Auch gemeinsame Kulturbesuche in Museen zu thematischen Ausstellungen und Vernissagen gehörten dazu – und noch vieles mehr! All dies diente dem tieferen Erlernen der Sprache und förderte die Integration in die deutsche Gesellschaft. Isabell widmete sich ihrer Arbeit mit großer Hingabe, selbst wenn sie krank war. Wenn die Krankheit sie etwas losließ, fand sie die Kraft, an den Unterricht teilzunehmen – stets gepflegt, modisch gekleidet, mit Frisur und Maniküre. Auch während der Corona-Pandemie wollte sie keine lange „Pause“ machen und organisierte es, dass die Deutschkurse fast online – per E-Mail – weitergeführt wurden. Fast bis zu ihrem Tod…
Hier ist ein kurzes Essay von Isabell, das dem Erlernen der deutschen Sprache gewidmet ist. Also…
„SPRECHEN SIE DEUTSCH? Wie gern möchte man auf diese Frage bejahend antworten. Und auf alle weiteren Fragen schnell, sicher und ohne Zögern. Doch leider, wenn wir nicht in Deutschland geboren sind oder in einem Alter hierher gekommen sind, in dem nicht viel automatisch im Gedächtnis hängen bleibt, wird der Weg zum Erfolg kein leichter sein. Dieser Erfolg hängt stark von unserem Willen, Fleiß und unseren Fähigkeiten ab, doch allein das reicht oft nicht aus.
Sprachprobleme treten selten allein auf; sie ziehen unweigerlich nicht nur Alltagsprobleme, Schwierigkeiten bei der Kommunikation und Arbeitssuche nach sich, sondern verstärken auch das Gefühl der Isolation.

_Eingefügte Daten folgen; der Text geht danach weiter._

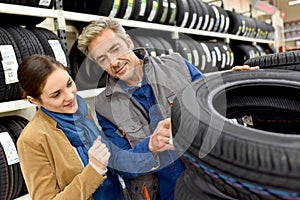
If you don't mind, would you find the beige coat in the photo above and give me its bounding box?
[17,110,106,200]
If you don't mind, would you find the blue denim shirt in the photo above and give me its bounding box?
[96,59,203,200]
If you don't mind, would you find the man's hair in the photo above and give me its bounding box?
[77,17,127,57]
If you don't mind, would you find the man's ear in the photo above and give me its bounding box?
[27,96,41,106]
[126,34,134,49]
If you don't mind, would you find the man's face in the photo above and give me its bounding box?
[88,29,139,81]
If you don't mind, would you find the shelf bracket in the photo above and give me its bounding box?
[54,0,68,60]
[239,4,253,18]
[207,0,224,8]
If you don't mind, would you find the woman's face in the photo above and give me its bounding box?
[33,68,78,114]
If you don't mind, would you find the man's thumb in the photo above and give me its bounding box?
[164,118,171,129]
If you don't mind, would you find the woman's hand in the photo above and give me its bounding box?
[88,136,110,171]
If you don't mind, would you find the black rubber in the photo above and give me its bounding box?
[171,69,300,200]
[244,50,300,71]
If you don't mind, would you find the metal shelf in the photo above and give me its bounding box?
[0,3,274,44]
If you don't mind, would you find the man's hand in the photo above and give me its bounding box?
[88,136,110,170]
[149,118,175,153]
[231,65,259,71]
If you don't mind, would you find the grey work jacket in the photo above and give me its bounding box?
[95,49,192,147]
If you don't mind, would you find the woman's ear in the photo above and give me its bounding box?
[27,96,41,106]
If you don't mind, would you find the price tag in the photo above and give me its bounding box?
[0,45,19,84]
[0,132,19,165]
[48,40,68,67]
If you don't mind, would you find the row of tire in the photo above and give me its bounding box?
[0,116,28,200]
[69,29,274,90]
[63,0,274,39]
[0,26,69,102]
[0,26,276,102]
[0,0,55,26]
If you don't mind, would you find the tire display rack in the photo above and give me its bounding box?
[0,0,274,113]
[0,0,274,199]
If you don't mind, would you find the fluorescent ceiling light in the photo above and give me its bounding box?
[289,0,300,6]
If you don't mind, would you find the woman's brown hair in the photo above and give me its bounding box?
[17,54,66,99]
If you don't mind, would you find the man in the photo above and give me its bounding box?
[78,18,255,200]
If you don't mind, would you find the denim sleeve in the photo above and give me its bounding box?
[184,58,203,81]
[96,113,159,178]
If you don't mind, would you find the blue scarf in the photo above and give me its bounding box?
[41,95,114,199]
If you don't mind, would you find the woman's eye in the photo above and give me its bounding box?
[67,81,73,86]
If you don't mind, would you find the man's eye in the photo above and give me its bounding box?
[98,58,106,64]
[112,47,120,52]
[67,81,73,86]
[52,92,60,98]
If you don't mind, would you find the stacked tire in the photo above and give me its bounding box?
[171,52,300,200]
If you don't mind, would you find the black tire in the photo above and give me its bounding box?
[28,27,70,70]
[69,40,107,90]
[0,27,22,102]
[244,50,300,71]
[174,163,233,200]
[171,69,300,199]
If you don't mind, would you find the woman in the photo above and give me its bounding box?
[17,55,164,200]
[17,55,121,200]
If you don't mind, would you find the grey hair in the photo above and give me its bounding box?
[77,17,127,57]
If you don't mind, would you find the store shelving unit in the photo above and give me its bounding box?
[0,0,274,200]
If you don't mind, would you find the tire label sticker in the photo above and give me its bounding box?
[147,1,158,22]
[169,2,177,24]
[139,0,147,17]
[180,12,190,28]
[159,0,169,23]
[0,45,19,84]
[0,132,19,165]
[39,0,51,7]
[109,0,121,17]
[123,0,134,19]
[48,40,68,67]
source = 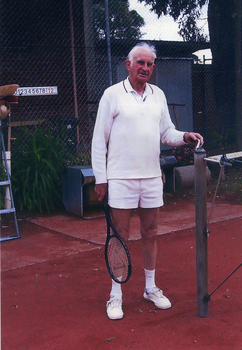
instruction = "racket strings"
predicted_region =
[107,237,129,281]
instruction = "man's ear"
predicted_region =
[125,60,131,70]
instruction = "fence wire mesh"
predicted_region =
[0,0,241,170]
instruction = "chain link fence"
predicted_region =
[0,0,241,211]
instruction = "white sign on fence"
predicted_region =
[14,86,58,96]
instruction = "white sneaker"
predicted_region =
[107,297,124,320]
[143,287,171,310]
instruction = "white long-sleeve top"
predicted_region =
[92,78,185,184]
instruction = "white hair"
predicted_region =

Es ist schwer, sich sicher und glücklich zu fühlen, wenn man nicht genug über die Traditionen des Gastlandes, das richtige Verhalten in bestimmten Situationen oder die angemessene Ausdrucksweise in verschiedenen Fällen weiß. Diese Kenntnisse sind lebenswichtig; ohne sie sind wir oft unzufrieden mit uns selbst und der Welt um uns herum.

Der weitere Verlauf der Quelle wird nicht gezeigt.